At one time it was believed that the aggregation of inclusions in various conditions such as the tau inclusions of Alzheimer’s were cell autonomous (i.e., protein misfolding occurred independently in each individual cell). However, it’s more recently been shown that the passage of prion-like proteins from cell to cell also probably plays important roles in the spread of these disease states across a given tissue such as the brain [1]. Therefore, prions, though having made a huge splash in the media with Mad Cow Disease and slowly falling out of the lime light as if an anomaly, may play subtler and more sinister roles in diseases very well known to us.

But are prions always pathological? Could these prion-induced pathologies simply be the unfortunate byproduct of a more normal state of complex biological affairs? As Shorter and Lindquist suggested in 2005, perhaps prions share some capacity for non-genetic inheritance with their impressive capacity to alter the shape, and therefore the function, of other proteins. This could be passed down from one cellular generation to the next. After all, even a newly conceived zygote hasn’t been made “from scratch”. True, some patterns are wiped clean and started afresh, but others still remain. The proteins present within the egg itself are all inherited, as are the fats, the carbohydrates, and other inorganic substances. But even if we’re only talking about lateral inheritance, or the passage of a replicative element from one neighboring cell to the next, prions could still play huge roles in general development. As Shorter and Lindquist write:

“Prion conformers operate as a template for other conformers, usually of the same amino-acid sequence, to acquire the prion conformation, and these, in turn, are templates for others, creating a protein-folding chain reaction. This self-replication of conformational information enables prions to act as genetic elements with the ability to transmit disease, encode heritable phenotypic traits or encrypt molecular memories. That prions are a conduit for the replication of heritable information places them in the codical domain, more commonly regarded as the territory of DNA or RNA, and potentially empowers prions to operate as units of selection.”

Inclusions which result in diseases like Alzheimer’s and FXTAS may be indicators of when the normal prion-like function of certain proteins has gone awry. Interestingly, many prion-prone proteins are rich in the amino acids, glutamine and asparagine. Perhaps then it is unsurprising that a number of trinucleotide repeat disorders exhibit amplified numbers of glutamine repeats within their coding sequences. These conditions include Huntington’s Disease, spinobulbar muscular atrophy, and many of the spinocerebellar ataxias. Each of these poly-glutamine disorders exhibit neuronal inclusions akin to those seen in prion-induced conditions like mad cow disease [2]. Although not all prions are rich in these amino acids, it is however a considerable trend.

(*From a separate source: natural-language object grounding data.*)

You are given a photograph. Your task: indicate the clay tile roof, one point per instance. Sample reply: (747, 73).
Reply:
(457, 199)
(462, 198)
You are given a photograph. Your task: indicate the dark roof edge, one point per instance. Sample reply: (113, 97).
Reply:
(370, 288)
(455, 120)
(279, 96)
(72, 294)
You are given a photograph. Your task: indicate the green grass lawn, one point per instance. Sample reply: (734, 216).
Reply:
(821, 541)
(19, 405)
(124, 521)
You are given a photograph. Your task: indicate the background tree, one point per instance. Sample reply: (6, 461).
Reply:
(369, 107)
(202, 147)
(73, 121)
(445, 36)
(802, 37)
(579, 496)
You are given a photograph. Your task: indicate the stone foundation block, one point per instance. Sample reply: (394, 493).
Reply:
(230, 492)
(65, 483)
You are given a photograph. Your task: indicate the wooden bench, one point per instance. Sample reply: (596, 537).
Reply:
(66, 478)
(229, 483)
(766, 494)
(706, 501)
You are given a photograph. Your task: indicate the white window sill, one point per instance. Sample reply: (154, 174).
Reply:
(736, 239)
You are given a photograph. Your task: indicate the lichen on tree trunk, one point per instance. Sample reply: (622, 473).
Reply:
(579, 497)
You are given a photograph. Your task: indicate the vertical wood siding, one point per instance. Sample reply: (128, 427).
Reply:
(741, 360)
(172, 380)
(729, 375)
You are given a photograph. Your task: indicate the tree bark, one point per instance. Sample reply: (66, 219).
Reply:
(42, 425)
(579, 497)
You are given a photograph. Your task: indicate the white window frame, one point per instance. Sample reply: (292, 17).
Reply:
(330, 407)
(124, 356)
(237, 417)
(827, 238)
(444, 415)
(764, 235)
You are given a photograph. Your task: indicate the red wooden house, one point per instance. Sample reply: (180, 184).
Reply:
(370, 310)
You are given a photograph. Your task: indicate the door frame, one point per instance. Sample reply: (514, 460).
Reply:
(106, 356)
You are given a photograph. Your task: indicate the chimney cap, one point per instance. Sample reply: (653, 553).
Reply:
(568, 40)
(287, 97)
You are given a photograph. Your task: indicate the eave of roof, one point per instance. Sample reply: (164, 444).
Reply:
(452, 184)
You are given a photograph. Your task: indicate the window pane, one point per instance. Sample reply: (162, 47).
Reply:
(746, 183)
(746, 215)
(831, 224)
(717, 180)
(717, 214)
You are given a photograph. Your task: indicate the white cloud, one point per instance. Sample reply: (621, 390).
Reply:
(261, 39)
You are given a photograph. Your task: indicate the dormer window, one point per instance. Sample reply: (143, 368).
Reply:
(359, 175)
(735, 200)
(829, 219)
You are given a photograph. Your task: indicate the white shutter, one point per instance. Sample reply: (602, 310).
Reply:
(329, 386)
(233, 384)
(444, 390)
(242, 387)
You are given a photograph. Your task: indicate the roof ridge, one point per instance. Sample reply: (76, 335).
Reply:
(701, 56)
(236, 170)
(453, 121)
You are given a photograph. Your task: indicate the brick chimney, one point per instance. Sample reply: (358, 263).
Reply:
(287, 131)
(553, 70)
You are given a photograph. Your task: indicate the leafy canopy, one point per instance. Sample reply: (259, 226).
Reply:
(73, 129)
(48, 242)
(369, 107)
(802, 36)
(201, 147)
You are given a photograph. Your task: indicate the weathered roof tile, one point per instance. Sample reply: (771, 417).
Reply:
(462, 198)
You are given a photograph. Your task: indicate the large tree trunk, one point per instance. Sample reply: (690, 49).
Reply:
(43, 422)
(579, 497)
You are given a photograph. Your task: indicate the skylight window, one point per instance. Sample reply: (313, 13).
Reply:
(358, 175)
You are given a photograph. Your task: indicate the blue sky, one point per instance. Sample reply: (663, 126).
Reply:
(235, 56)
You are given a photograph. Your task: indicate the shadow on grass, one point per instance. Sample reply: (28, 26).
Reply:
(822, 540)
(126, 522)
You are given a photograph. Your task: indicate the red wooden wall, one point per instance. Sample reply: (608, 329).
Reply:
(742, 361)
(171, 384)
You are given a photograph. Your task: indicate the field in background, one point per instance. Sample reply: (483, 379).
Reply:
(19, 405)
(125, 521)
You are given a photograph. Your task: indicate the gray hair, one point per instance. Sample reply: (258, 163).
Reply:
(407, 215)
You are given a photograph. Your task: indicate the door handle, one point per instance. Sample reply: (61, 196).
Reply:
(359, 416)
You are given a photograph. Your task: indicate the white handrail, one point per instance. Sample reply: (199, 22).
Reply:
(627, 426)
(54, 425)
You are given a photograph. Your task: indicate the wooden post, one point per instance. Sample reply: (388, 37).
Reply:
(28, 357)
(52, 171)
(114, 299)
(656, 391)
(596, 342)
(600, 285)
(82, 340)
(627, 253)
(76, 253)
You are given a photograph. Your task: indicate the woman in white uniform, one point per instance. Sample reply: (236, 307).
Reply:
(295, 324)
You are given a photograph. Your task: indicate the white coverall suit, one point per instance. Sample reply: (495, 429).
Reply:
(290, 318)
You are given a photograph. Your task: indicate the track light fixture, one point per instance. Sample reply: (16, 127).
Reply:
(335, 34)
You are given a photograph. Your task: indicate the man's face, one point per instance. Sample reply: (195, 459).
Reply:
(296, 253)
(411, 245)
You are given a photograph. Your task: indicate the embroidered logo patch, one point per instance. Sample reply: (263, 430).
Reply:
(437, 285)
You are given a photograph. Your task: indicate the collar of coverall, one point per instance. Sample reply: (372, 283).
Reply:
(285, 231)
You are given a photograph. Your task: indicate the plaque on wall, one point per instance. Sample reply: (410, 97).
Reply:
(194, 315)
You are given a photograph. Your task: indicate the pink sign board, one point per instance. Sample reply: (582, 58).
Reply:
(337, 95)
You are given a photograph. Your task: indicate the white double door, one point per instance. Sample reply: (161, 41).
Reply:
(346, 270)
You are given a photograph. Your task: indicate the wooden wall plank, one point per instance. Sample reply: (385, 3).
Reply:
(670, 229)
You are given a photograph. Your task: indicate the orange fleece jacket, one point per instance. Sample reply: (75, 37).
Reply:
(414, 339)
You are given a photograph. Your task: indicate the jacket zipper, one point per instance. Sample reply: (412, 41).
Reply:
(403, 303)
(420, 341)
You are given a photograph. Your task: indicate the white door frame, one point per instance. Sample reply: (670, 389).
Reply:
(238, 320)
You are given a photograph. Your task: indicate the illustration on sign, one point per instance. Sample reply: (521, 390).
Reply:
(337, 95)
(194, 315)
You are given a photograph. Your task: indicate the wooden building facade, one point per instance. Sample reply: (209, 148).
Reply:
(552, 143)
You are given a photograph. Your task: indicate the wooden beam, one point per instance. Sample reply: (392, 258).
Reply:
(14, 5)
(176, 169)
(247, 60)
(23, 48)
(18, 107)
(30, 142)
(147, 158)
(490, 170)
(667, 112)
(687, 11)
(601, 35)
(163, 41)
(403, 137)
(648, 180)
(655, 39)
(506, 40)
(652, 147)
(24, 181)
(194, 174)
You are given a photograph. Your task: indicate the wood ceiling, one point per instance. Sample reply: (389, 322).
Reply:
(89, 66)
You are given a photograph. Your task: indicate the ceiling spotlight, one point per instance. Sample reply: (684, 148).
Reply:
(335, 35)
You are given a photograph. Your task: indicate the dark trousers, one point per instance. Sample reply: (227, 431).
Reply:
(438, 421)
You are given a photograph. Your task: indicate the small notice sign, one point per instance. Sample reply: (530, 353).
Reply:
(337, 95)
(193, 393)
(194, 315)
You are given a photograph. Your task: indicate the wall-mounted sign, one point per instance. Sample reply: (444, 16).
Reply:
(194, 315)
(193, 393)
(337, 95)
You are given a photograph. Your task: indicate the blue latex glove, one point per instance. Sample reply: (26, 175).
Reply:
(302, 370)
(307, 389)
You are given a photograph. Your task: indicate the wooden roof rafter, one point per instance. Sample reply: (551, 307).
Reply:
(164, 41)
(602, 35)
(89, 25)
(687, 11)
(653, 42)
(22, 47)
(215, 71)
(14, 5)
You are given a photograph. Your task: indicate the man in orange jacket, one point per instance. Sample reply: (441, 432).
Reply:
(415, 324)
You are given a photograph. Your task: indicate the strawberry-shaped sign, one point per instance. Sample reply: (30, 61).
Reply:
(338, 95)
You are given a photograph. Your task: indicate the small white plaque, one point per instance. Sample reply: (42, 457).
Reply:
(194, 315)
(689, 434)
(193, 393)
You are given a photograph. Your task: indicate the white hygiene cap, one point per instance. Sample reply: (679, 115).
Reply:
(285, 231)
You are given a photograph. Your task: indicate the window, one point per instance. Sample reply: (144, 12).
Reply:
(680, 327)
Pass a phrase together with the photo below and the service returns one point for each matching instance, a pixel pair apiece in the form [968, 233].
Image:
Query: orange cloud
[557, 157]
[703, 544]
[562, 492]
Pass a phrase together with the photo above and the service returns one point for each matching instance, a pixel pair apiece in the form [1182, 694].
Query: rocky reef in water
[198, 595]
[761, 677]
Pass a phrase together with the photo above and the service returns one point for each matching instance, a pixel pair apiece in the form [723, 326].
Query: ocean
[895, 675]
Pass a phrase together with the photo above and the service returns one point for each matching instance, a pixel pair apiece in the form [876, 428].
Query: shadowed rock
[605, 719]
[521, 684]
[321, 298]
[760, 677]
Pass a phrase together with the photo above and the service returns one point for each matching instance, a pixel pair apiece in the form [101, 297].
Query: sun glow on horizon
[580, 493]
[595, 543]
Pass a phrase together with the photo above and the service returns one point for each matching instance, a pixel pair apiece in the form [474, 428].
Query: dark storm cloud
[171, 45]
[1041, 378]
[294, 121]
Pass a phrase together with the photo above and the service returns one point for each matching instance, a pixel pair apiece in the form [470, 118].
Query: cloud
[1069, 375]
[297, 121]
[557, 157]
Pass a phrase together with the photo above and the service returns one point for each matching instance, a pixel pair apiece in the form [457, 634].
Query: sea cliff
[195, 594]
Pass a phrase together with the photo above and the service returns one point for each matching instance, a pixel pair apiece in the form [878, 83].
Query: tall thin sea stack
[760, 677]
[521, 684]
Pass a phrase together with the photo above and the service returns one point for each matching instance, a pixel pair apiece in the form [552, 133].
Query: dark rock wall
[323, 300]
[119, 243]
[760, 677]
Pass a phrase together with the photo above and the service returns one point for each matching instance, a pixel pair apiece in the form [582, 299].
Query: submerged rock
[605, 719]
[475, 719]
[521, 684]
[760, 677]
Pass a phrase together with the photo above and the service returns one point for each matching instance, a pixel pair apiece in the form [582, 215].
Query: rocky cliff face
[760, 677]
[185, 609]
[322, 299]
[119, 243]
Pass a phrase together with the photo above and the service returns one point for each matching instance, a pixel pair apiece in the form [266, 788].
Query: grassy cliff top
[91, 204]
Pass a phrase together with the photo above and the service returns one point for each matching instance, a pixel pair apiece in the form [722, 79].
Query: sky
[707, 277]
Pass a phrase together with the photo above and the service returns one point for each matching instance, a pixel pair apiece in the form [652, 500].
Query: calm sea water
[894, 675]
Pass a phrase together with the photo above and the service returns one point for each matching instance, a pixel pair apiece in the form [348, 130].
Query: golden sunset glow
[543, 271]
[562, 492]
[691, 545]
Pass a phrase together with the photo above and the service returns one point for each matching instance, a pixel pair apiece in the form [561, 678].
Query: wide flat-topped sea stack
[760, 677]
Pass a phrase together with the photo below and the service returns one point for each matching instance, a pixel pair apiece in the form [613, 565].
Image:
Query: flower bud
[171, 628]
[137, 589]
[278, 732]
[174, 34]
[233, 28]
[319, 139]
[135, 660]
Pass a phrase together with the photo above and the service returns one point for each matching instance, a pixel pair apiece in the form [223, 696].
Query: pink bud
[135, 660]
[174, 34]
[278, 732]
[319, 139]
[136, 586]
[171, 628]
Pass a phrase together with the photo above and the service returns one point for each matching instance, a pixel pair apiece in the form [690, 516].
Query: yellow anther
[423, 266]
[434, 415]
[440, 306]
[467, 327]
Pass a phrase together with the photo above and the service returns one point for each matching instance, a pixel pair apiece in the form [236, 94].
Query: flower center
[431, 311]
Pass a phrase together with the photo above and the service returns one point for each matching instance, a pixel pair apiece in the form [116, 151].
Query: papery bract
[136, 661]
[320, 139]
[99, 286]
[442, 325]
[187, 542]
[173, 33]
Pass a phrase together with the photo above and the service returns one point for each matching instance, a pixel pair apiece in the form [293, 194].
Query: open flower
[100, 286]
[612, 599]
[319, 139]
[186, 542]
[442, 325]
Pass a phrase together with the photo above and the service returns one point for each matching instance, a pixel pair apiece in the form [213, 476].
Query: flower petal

Ultimately, studying the behaviors of target amino acids like glutamine may help us understand not only the pathologies that may arise from them, but how they have evolved to behave in the first place. Perhaps amino acids such as glutamines and asparagines have been selected for for these particular qualities, and that, amongst other functions, they are purposeful inducers of conformational– and perhaps even inherited– change.